[CHAPTER XXXII.]

"O man! while in thy early years,
How prodigal of time!
Misspending all thy precious hours,
Thy glorious, youthful prime!
Alternate follies take the sway;
Licentious passions burn;
Which tenfold force give Nature's law,
That man was made to mourn."
BURNS.

The spot to which my companion led me was a ruined summerhouse, not a stone's throw from the outer garden hedge. It was a lonely place in a sort of hollow, a low, dense orchard stretched dark on one side, while a little knoll, crowned with copse, rose between it and all view of the house and grounds on the other, and a little stream fell murmuring down from rock to rock through the ravine. Why it was so deserted and dilapidated, I had never exactly known; but from something Stephen had said, when I had questioned him about it, I had conjectured that it was associated with the shame and fall of her whose memory was even yet so painful, and that ruin and decay were welcome to hide the place from all eyes.

The night wind was moaning wildly down the little hollow; the ghastly moonlight flickered fitfully through the broken roof and moldering arches; the moss-grown, slimy stones rocked beneath my tread; steadying myself by one of the posts of the ruined doorway, I stood still and waited for my companion to speak. He had sunk down on a seat, but in a moment, raising his head, he loosed the hood of his domino, and, as it fell back, rose and turned his face toward me. With a faint cry, I put out my hands and started back. In the haggard, bloodless face, the wild and troubled eye of the man before me, I could hardly recognize a feature of Victor Viennet's handsome face.

"No need to start away and put out your white hands to keep me off," he said, with a laugh that made my blood run cold. "No need to press your pale lips together to keep back that cry of horror! I have risked my life—aye—sold it, rather—for this interview, and yet I would not lay my guilty grasp upon the hand you have promised to me, I would not touch the distantest fold of your white dress! There is no need to droop, and flutter, and clasp your hands, and pray me to be calm—don't turn your eyes on me with such a look as that! You try to say you love me yet; wait till I tell you, wait till you know all, before you say you love me!"

"You need not tell me, Victor," I faltered, "I guessed it from the first."

"You guessed it from the first, and yet dared come here—alone—at midnight—with me! No, you have not guessed it. Your girl's heart never framed the outline of such a sin, you will swoon but to hear its name!"

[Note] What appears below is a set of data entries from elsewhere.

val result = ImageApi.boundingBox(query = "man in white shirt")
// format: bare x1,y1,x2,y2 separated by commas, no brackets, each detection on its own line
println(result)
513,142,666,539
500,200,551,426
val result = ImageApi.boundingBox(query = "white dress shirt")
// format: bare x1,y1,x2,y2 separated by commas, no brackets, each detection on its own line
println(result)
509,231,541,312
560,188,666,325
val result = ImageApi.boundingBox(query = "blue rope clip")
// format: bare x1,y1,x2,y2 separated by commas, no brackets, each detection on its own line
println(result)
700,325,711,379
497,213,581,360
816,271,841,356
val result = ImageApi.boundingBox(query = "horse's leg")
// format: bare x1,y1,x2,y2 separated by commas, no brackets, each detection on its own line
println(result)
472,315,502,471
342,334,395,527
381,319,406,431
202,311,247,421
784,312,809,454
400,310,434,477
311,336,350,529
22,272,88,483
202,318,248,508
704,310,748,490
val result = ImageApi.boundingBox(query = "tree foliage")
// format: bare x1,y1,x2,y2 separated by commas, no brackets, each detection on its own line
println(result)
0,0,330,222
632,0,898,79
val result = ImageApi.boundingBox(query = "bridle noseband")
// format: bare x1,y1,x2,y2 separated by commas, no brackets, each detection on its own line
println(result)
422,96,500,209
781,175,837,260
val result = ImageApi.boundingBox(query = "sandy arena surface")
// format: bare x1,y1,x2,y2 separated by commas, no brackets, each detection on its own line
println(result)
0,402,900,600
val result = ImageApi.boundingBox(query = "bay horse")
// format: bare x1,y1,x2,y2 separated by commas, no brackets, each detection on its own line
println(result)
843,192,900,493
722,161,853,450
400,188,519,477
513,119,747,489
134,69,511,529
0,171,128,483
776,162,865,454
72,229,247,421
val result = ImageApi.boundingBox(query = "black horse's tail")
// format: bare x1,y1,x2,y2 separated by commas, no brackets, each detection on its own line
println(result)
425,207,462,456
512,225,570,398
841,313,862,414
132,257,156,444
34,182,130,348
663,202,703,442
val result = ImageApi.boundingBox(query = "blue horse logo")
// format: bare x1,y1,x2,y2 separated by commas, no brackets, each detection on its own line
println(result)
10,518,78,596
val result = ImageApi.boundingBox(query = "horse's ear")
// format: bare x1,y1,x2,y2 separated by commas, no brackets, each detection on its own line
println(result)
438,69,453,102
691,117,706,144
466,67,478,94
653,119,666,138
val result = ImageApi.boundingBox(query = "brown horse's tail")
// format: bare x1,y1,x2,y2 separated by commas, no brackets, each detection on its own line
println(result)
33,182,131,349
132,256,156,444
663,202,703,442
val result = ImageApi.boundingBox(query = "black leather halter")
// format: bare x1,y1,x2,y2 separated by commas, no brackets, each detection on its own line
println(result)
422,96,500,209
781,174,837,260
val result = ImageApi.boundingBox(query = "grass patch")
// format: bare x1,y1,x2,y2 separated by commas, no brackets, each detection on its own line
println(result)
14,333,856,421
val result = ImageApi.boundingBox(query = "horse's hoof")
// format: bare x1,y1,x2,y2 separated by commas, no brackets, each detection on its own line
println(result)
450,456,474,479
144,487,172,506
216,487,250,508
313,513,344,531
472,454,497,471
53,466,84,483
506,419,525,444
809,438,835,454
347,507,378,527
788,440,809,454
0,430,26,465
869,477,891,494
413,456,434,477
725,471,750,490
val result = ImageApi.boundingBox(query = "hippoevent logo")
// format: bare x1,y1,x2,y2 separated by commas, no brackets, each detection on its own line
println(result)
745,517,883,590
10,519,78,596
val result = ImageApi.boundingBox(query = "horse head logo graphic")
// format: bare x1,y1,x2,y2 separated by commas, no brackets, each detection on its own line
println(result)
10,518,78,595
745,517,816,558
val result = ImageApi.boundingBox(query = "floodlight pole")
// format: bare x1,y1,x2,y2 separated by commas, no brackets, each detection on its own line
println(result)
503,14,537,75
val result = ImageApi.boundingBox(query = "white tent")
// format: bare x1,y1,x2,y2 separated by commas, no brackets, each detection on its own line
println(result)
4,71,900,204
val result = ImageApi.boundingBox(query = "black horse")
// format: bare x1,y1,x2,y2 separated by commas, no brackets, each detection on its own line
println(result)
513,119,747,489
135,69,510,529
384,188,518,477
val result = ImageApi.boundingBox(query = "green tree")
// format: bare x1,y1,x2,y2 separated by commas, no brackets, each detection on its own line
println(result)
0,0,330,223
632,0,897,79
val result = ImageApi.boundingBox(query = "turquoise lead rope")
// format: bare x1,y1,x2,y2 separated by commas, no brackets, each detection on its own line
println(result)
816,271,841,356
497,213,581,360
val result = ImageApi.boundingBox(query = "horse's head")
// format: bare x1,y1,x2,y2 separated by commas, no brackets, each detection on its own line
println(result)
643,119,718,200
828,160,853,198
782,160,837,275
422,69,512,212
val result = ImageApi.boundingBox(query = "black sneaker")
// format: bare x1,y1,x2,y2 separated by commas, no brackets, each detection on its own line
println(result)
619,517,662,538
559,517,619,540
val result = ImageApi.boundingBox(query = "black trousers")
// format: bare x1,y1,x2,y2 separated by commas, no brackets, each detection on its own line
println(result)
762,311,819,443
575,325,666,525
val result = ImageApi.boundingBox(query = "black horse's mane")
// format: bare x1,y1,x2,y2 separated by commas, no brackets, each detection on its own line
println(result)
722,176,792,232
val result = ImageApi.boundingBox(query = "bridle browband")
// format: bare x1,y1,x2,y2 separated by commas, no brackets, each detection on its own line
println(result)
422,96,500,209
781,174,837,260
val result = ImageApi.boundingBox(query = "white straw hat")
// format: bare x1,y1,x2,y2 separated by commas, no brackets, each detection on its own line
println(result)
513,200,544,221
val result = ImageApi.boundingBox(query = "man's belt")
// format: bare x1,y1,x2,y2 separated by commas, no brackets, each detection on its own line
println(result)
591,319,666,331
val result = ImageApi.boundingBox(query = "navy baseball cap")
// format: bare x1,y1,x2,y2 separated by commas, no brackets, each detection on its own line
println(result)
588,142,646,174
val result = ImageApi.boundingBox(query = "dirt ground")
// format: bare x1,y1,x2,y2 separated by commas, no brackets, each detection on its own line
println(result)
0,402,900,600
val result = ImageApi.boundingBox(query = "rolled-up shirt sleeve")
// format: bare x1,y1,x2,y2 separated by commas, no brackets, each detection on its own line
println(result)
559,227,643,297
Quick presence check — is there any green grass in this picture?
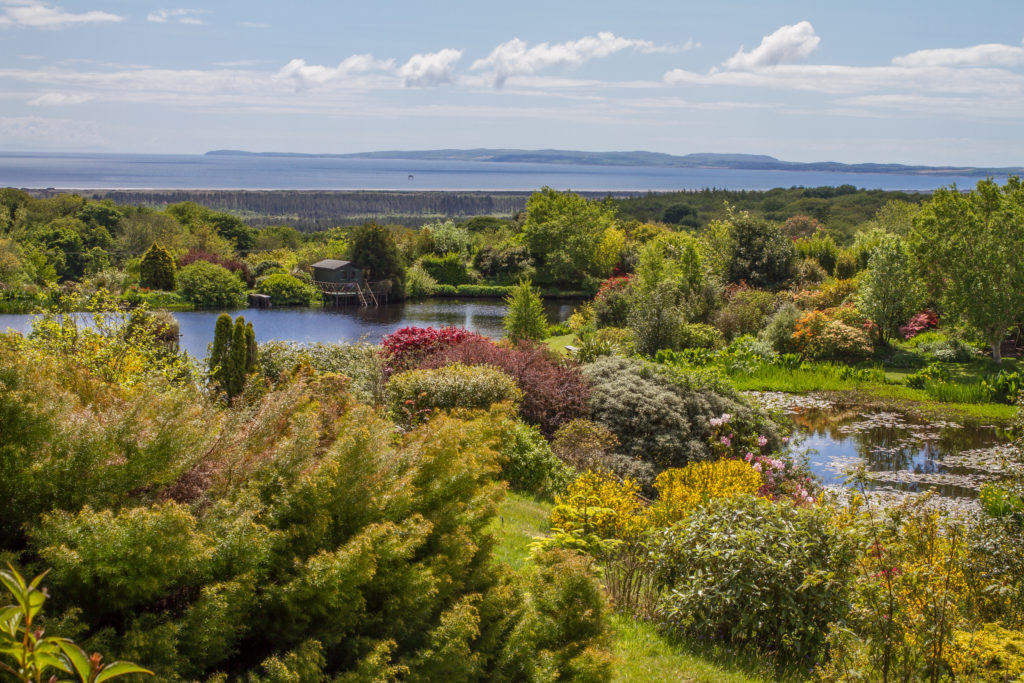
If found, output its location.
[490,493,551,569]
[544,334,575,355]
[490,493,801,683]
[611,614,790,683]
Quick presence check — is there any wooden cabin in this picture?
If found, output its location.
[312,258,364,286]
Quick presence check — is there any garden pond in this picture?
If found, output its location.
[749,392,1012,508]
[0,299,578,358]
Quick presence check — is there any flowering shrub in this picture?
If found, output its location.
[420,336,590,436]
[650,496,860,663]
[793,308,872,360]
[386,364,522,422]
[650,460,762,526]
[381,327,483,375]
[551,471,649,541]
[899,309,939,339]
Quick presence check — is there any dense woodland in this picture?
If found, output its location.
[0,178,1024,683]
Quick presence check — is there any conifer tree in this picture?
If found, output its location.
[138,243,175,292]
[224,315,249,398]
[207,313,231,387]
[505,280,548,344]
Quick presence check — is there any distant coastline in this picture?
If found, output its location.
[206,147,1024,177]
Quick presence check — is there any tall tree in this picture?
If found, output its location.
[912,176,1024,362]
[138,243,175,292]
[505,280,548,344]
[857,234,921,344]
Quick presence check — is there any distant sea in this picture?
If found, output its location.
[0,153,1006,191]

The night wind howling through the shivering trees, the restless brook moaning down the hollow, if ever their wild lament had ceased, would have heard, brokenly and incoherently, such a story as this:

In a quaint, secluded village, in some remote province of France, Victor Viennet's early childhood had been passed. It was a childhood so companionless that, but that he was happy and needed nothing save his sad mother's love and his wild freedom, one would have pitied him even then, before he knew the shame he had to bear and the sufferings it would bring. For months together no stranger's foot would cross the threshold of the lonely cottage; the neighbors looked askance at the two pale women and the pretty boy, who had come so strangely and so stealthily into their midst, and rumor had been busy even there. The village children were forbid to play with "le petit Anglais;" they taunted and mocked him, and he, in his turn, spurned and hated them, and clung more entirely to his mother, who strove to interfere between him and every insult, every harshness, and vexation. And but too well she succeeded in guarding him; when death came to unloose her arms from around him, he was left too sensitive and shrinking a plant to bear the first breath of the scorching simoon of scorn and ignominy that had been gathering up its strength so long. The fatal secret of his birth, that explained all, burst suddenly upon him while his childish heart was yet bleeding with his first grief. He learned that he must thank his dead mother for the brand of shame that he must bear through life; that for her, whom he had worshipped as an angel, there was on every lip a name of scorn. He learned that every man's hand was against him, as an outcast and a bastard; and all the strength of his nature became a strength of hatred; his southern blood turned to gall in his young veins. The home that had been his sanctuary, his city of refuge, was a desecrated and hateful place. The same fever that had struck down his mother, had laid her nurse and companion low. Tenderness and compassion had been blasted in the boy's heart; they had both deceived and wronged him; he owed nothing to the memory of the one, nor to the misery of the other; and without a look, he left her in her unconsciousness, and turned his back forever on his home, with the curse in his heart for which he had not yet learned the words.